I finally couldn’t take it anymore. Three years I spent with him. And I had had enough. I had to find some way of getting away from him. I knew my aunts and uncles. I knew they loved Anthony. I knew they thought he was doing right by me. So I couldn’t go looking for help from them.

I missed Mama and Papa. But they couldn’t help me now.

It was the circus that found me. Not the other way around. That’s how I see it anyway. They were in town one night at the fairgrounds, sometime in the summer. My friend Willy Belden took me to see them. We ended up sneaking our way in without paying.

It was one of the three fortune-tellers that first talked to me. Meerlinda. The younger one. She heard me peeking under her tent I think, watching her read the fortune of some skinny guy with a thin moustache. When he finally left, a little sad but mostly at peace with the news, she just sat straight ahead with her back to us, and said, as if she was greeting her own sons, “Well… are you boys gonna spend all night watching me from under that tent flap. Or are you gonna come and sit with me so I can read your fortunes?”

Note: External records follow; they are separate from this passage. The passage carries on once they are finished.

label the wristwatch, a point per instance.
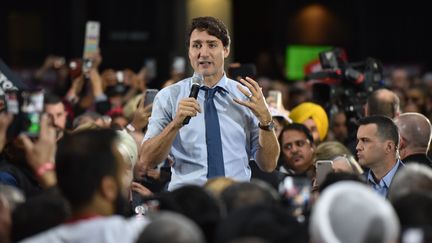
(268, 127)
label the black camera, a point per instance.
(345, 86)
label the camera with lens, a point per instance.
(342, 85)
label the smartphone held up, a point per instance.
(27, 108)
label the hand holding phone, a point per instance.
(275, 99)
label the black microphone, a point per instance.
(197, 80)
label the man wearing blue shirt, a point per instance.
(244, 120)
(378, 141)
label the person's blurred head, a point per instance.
(383, 102)
(89, 171)
(242, 194)
(297, 148)
(339, 127)
(55, 108)
(314, 117)
(171, 227)
(217, 185)
(400, 79)
(351, 212)
(268, 222)
(335, 177)
(412, 178)
(416, 96)
(342, 158)
(415, 131)
(195, 203)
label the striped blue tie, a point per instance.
(213, 137)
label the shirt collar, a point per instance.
(222, 83)
(386, 180)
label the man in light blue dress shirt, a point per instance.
(246, 128)
(378, 141)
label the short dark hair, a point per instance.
(82, 160)
(297, 127)
(213, 26)
(51, 99)
(386, 128)
(378, 106)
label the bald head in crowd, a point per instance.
(415, 131)
(383, 102)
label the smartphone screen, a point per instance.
(31, 112)
(276, 98)
(149, 96)
(323, 168)
(91, 39)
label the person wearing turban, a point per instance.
(314, 117)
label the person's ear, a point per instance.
(390, 146)
(109, 189)
(402, 143)
(226, 51)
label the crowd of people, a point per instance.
(224, 162)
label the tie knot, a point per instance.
(211, 92)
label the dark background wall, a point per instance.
(132, 30)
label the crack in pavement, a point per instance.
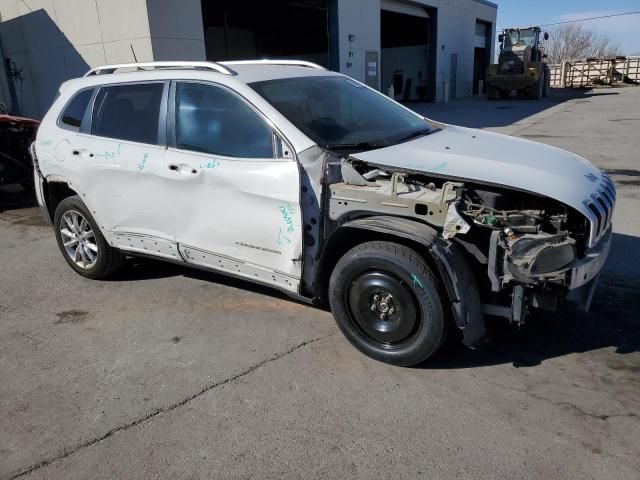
(159, 411)
(579, 410)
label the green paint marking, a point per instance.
(288, 211)
(440, 167)
(142, 164)
(211, 164)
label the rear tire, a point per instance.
(386, 302)
(81, 243)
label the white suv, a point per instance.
(283, 173)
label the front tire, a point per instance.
(81, 243)
(385, 301)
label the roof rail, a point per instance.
(293, 63)
(108, 69)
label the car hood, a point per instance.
(490, 158)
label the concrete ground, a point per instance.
(172, 373)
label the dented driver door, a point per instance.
(235, 199)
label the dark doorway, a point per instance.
(481, 56)
(408, 57)
(479, 69)
(242, 29)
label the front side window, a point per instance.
(339, 113)
(128, 112)
(72, 116)
(212, 120)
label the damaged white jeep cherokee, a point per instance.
(286, 174)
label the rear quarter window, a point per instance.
(128, 112)
(75, 110)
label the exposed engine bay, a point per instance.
(524, 245)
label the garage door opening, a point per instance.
(242, 30)
(408, 58)
(481, 58)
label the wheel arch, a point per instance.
(448, 261)
(56, 189)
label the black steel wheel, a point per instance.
(386, 302)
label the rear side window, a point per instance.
(212, 120)
(74, 113)
(128, 112)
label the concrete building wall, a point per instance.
(176, 30)
(51, 41)
(455, 35)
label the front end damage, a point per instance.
(517, 250)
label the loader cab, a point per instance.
(521, 39)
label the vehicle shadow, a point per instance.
(478, 112)
(14, 197)
(614, 321)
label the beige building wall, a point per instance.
(51, 41)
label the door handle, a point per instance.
(82, 153)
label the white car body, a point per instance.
(248, 217)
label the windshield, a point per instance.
(339, 113)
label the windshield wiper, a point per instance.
(357, 146)
(416, 134)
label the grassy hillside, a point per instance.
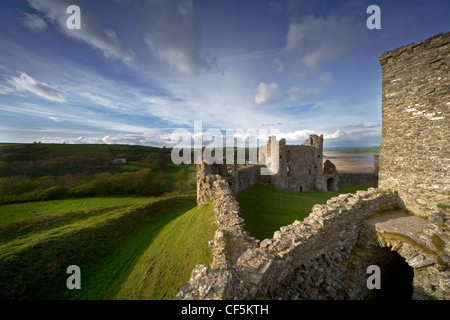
(106, 242)
(266, 208)
(36, 172)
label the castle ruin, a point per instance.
(402, 227)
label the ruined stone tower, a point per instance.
(415, 147)
(298, 168)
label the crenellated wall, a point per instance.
(326, 255)
(415, 147)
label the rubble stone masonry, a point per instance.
(415, 147)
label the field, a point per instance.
(112, 240)
(266, 208)
(133, 229)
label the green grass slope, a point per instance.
(105, 242)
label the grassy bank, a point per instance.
(266, 208)
(106, 243)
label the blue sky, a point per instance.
(138, 70)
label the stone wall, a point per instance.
(326, 255)
(415, 152)
(358, 179)
(318, 258)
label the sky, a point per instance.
(138, 70)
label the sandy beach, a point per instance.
(350, 162)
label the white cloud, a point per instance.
(33, 22)
(98, 100)
(364, 125)
(266, 93)
(298, 95)
(6, 90)
(333, 136)
(54, 119)
(90, 33)
(178, 44)
(26, 83)
(320, 40)
(295, 136)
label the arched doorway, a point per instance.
(331, 185)
(396, 276)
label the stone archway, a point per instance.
(396, 276)
(331, 185)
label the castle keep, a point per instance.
(298, 168)
(402, 227)
(415, 147)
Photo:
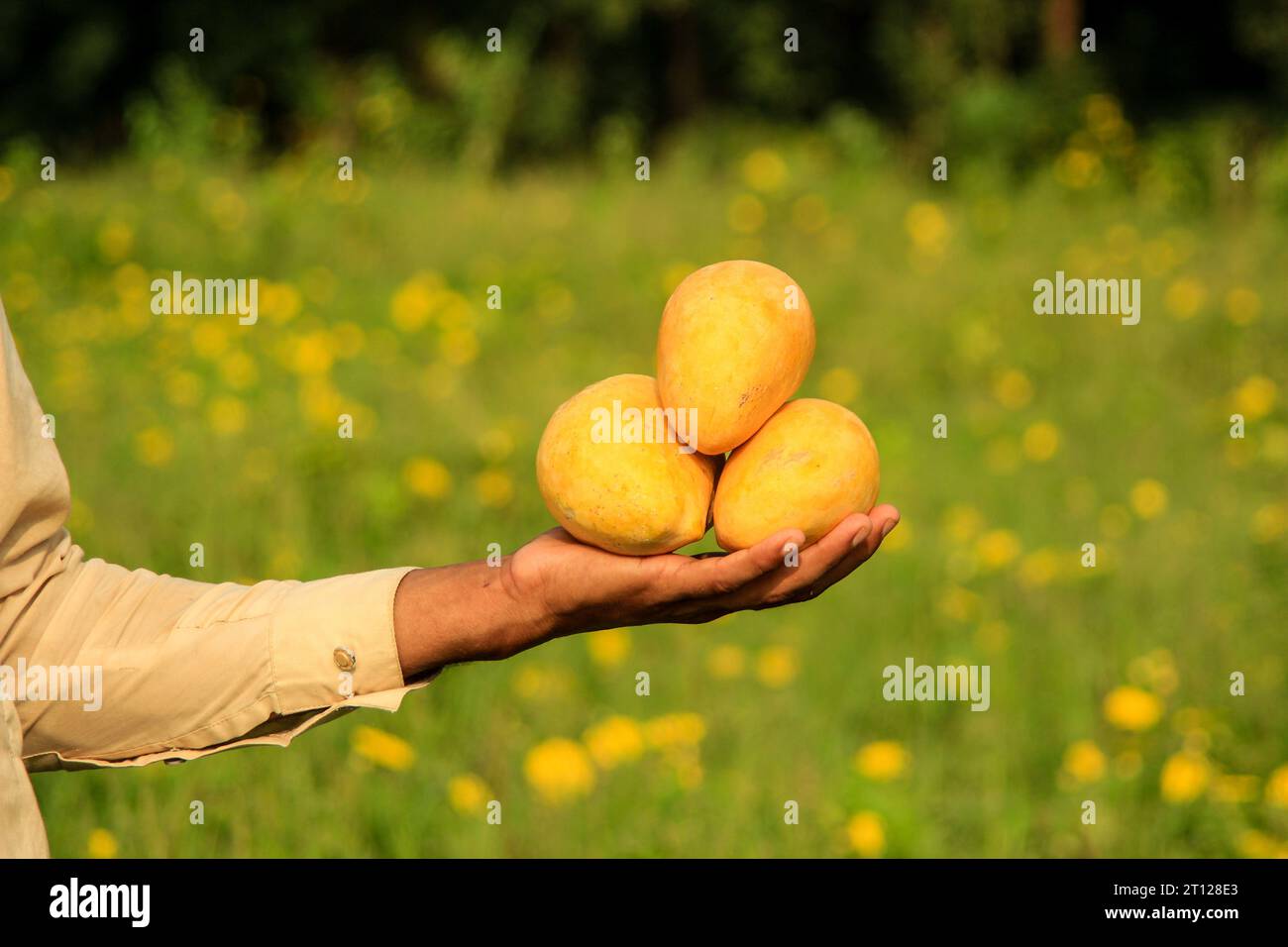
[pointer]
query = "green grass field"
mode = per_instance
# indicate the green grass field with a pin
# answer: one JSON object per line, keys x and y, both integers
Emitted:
{"x": 1061, "y": 431}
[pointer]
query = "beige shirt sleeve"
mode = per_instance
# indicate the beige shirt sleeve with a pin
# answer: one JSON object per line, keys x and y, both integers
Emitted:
{"x": 187, "y": 668}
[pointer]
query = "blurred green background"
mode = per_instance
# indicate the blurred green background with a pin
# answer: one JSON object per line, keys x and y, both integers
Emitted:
{"x": 518, "y": 169}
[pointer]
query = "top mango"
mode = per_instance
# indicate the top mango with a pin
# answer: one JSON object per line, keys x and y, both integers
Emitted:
{"x": 735, "y": 342}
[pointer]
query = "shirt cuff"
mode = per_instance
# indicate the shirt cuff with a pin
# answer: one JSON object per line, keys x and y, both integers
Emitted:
{"x": 334, "y": 639}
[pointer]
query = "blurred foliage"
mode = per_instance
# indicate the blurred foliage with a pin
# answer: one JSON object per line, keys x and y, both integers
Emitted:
{"x": 982, "y": 80}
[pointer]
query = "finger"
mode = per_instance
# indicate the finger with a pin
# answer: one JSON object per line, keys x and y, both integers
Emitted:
{"x": 814, "y": 562}
{"x": 884, "y": 521}
{"x": 725, "y": 574}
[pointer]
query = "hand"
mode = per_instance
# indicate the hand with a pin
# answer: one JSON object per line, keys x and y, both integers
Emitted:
{"x": 555, "y": 586}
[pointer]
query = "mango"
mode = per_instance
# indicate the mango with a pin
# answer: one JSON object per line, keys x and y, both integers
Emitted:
{"x": 735, "y": 342}
{"x": 809, "y": 467}
{"x": 614, "y": 474}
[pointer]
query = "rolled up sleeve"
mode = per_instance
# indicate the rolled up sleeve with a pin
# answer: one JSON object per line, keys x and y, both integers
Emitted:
{"x": 175, "y": 669}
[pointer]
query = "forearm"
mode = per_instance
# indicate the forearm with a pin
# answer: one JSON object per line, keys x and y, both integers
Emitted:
{"x": 464, "y": 612}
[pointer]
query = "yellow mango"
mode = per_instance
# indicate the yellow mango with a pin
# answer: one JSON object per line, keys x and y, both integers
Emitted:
{"x": 735, "y": 342}
{"x": 614, "y": 474}
{"x": 809, "y": 467}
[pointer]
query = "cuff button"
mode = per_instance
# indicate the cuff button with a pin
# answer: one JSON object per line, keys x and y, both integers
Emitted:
{"x": 344, "y": 659}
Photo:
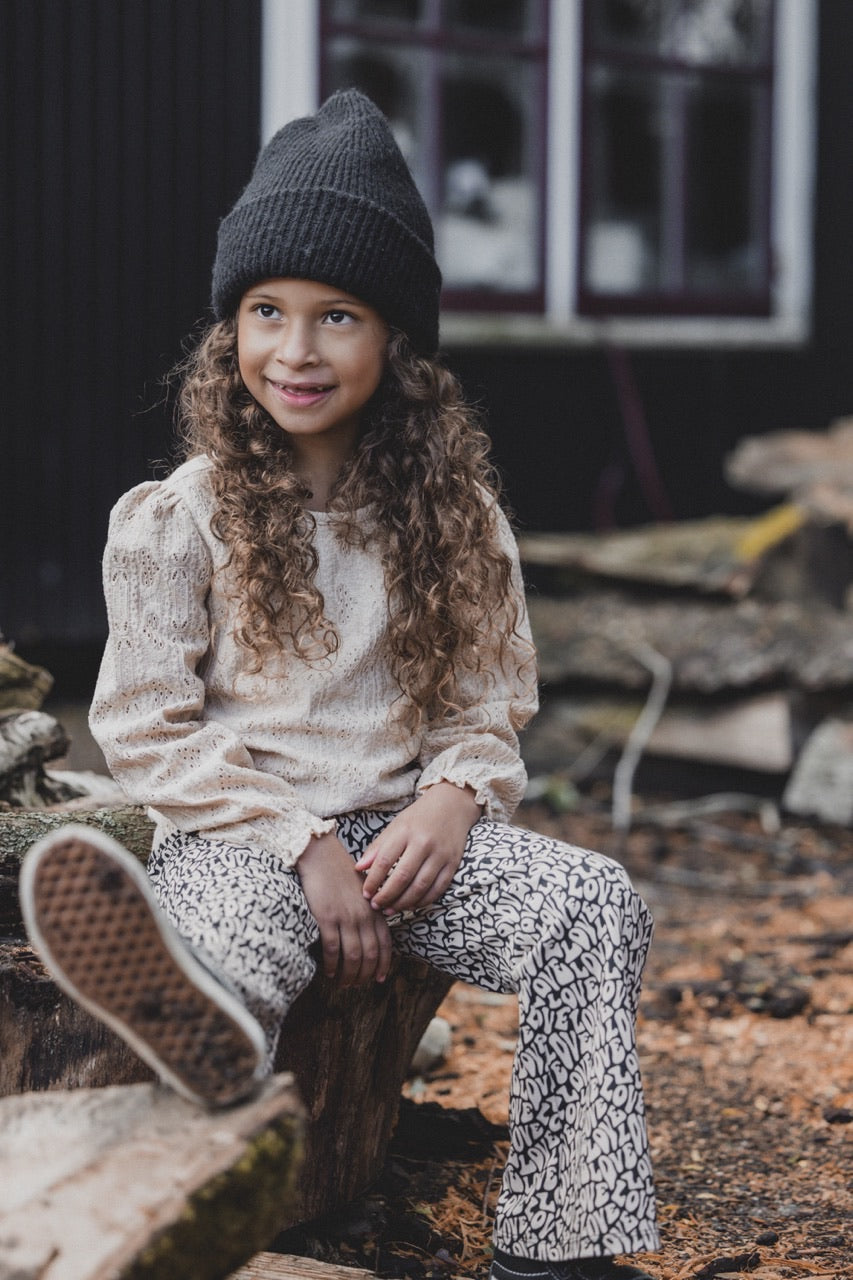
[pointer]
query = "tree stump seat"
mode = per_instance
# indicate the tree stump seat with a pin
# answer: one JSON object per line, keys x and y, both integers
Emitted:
{"x": 349, "y": 1048}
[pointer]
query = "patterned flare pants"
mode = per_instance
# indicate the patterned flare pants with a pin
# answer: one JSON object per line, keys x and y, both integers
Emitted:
{"x": 560, "y": 926}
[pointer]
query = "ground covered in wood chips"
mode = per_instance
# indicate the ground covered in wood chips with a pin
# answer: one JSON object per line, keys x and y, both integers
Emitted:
{"x": 746, "y": 1040}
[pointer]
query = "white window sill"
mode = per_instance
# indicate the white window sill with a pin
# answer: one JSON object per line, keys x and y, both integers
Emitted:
{"x": 475, "y": 329}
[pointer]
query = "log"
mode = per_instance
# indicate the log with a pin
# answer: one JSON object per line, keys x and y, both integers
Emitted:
{"x": 349, "y": 1048}
{"x": 290, "y": 1266}
{"x": 714, "y": 647}
{"x": 22, "y": 686}
{"x": 136, "y": 1182}
{"x": 720, "y": 554}
{"x": 27, "y": 741}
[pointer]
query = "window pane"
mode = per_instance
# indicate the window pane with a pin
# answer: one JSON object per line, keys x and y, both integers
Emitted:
{"x": 725, "y": 190}
{"x": 373, "y": 10}
{"x": 488, "y": 219}
{"x": 393, "y": 77}
{"x": 624, "y": 173}
{"x": 696, "y": 31}
{"x": 496, "y": 17}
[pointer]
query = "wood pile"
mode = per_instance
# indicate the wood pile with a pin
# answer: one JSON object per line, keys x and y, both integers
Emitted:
{"x": 742, "y": 629}
{"x": 136, "y": 1182}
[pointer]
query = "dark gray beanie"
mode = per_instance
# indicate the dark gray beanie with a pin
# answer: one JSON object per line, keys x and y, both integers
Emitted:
{"x": 331, "y": 199}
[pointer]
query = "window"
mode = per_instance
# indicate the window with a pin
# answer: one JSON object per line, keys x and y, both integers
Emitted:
{"x": 638, "y": 169}
{"x": 464, "y": 86}
{"x": 676, "y": 156}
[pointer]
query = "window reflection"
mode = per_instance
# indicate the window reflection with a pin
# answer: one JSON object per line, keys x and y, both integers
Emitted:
{"x": 468, "y": 118}
{"x": 676, "y": 154}
{"x": 694, "y": 31}
{"x": 487, "y": 222}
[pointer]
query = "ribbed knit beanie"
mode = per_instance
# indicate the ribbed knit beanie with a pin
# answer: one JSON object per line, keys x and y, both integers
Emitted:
{"x": 331, "y": 199}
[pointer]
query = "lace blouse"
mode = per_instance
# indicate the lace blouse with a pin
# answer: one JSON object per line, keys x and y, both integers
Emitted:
{"x": 270, "y": 758}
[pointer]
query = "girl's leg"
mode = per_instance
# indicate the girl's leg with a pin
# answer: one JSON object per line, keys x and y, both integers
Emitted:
{"x": 564, "y": 928}
{"x": 242, "y": 914}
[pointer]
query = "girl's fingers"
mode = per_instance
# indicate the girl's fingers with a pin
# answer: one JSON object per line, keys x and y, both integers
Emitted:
{"x": 409, "y": 887}
{"x": 331, "y": 944}
{"x": 366, "y": 859}
{"x": 382, "y": 860}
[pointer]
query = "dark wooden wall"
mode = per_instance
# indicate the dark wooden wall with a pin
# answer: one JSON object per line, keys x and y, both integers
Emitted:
{"x": 128, "y": 128}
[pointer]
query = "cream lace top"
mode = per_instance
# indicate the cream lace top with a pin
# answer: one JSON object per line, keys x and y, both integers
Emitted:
{"x": 270, "y": 758}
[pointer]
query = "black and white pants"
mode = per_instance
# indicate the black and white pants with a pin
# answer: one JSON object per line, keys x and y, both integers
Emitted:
{"x": 559, "y": 926}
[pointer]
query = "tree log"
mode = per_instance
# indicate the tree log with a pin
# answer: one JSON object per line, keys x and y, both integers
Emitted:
{"x": 136, "y": 1182}
{"x": 349, "y": 1048}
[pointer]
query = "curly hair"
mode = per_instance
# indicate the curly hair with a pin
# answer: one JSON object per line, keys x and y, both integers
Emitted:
{"x": 422, "y": 460}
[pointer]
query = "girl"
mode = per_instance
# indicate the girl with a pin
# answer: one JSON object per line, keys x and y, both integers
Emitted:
{"x": 318, "y": 662}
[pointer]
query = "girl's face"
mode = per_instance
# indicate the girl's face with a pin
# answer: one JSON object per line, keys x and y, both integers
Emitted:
{"x": 311, "y": 356}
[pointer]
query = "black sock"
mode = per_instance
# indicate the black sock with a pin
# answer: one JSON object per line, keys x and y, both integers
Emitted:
{"x": 537, "y": 1267}
{"x": 524, "y": 1266}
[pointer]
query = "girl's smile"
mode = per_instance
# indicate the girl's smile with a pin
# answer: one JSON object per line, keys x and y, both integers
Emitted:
{"x": 311, "y": 356}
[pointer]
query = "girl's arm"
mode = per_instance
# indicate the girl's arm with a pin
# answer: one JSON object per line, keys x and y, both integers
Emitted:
{"x": 147, "y": 712}
{"x": 470, "y": 767}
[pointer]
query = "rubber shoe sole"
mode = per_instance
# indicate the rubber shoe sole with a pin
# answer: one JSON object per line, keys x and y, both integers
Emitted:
{"x": 92, "y": 918}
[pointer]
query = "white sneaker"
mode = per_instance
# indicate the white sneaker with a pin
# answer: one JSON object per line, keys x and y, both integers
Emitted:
{"x": 92, "y": 918}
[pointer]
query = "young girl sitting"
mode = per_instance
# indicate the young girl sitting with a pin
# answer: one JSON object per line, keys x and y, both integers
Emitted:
{"x": 318, "y": 662}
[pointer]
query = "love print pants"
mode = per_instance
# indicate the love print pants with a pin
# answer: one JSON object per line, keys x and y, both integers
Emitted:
{"x": 560, "y": 926}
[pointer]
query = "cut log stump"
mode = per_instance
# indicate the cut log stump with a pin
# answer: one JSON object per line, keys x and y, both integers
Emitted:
{"x": 290, "y": 1266}
{"x": 137, "y": 1183}
{"x": 349, "y": 1048}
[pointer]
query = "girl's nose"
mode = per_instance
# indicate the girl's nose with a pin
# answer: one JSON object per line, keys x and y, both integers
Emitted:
{"x": 296, "y": 346}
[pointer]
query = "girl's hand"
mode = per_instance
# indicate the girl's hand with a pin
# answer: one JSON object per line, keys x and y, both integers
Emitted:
{"x": 356, "y": 941}
{"x": 414, "y": 859}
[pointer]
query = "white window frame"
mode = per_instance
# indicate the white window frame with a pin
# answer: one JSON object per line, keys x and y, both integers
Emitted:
{"x": 290, "y": 87}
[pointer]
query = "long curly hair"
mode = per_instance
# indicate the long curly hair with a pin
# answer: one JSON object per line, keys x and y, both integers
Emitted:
{"x": 422, "y": 462}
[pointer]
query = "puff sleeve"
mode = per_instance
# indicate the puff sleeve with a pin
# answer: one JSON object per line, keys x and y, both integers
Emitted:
{"x": 149, "y": 708}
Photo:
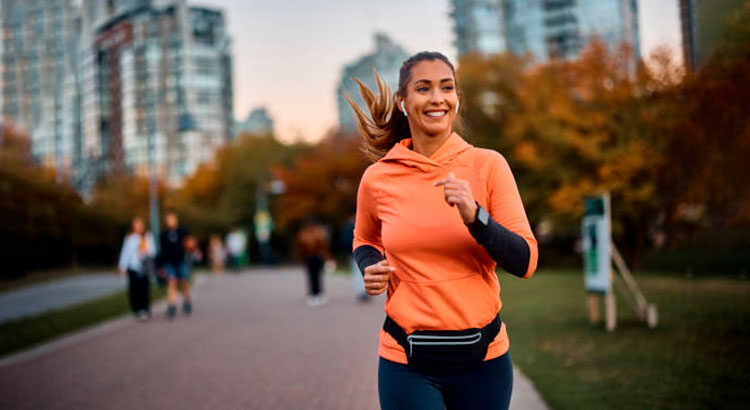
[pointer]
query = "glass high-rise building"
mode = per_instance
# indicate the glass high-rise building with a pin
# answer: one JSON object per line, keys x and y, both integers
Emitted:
{"x": 96, "y": 83}
{"x": 386, "y": 58}
{"x": 545, "y": 28}
{"x": 157, "y": 72}
{"x": 39, "y": 79}
{"x": 703, "y": 23}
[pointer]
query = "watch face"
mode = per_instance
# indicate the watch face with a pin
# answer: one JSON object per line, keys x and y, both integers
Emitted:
{"x": 483, "y": 216}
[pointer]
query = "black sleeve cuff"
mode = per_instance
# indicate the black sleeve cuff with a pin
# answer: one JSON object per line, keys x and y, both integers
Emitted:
{"x": 507, "y": 248}
{"x": 365, "y": 256}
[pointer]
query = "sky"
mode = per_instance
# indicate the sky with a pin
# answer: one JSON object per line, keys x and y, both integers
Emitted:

My friend Willy panicked and scrambled away. Leaving just me. So I figured, yeah what the hell. Worse she could do is call the cops. I’d probably get it from Anthony anyhow.

I slid under the canvas and went in to her tent for real. Took a seat across from her at the little table with the black cloth draped across it. She was really beautiful. Pretty enough to be a movie star. Long brown hair. She had this look of generosity on her, y’know?

I asked her if she was going to call the cops and she grinned. “Should I?” she asked. And I told her no. She smiled wider and stared off over my shoulder. “I didn’t think so” she said.

Her eyes were barren. No spark. Nothing. But everything else kept in her face. Took me a little while to figure it out as I’d never seen a blind person before. But the room was warm and inviting. All the threats, all the noise outside, seem banished the longer I stayed.

She asked me what my name was and I told her.

“Give me your hand, Clarence” she said and she stretched hers out, palms up, to take mine. I clasped her fingers and tried not to look afraid. “Close your eyes” she told me “and let’s see what your future has in store”.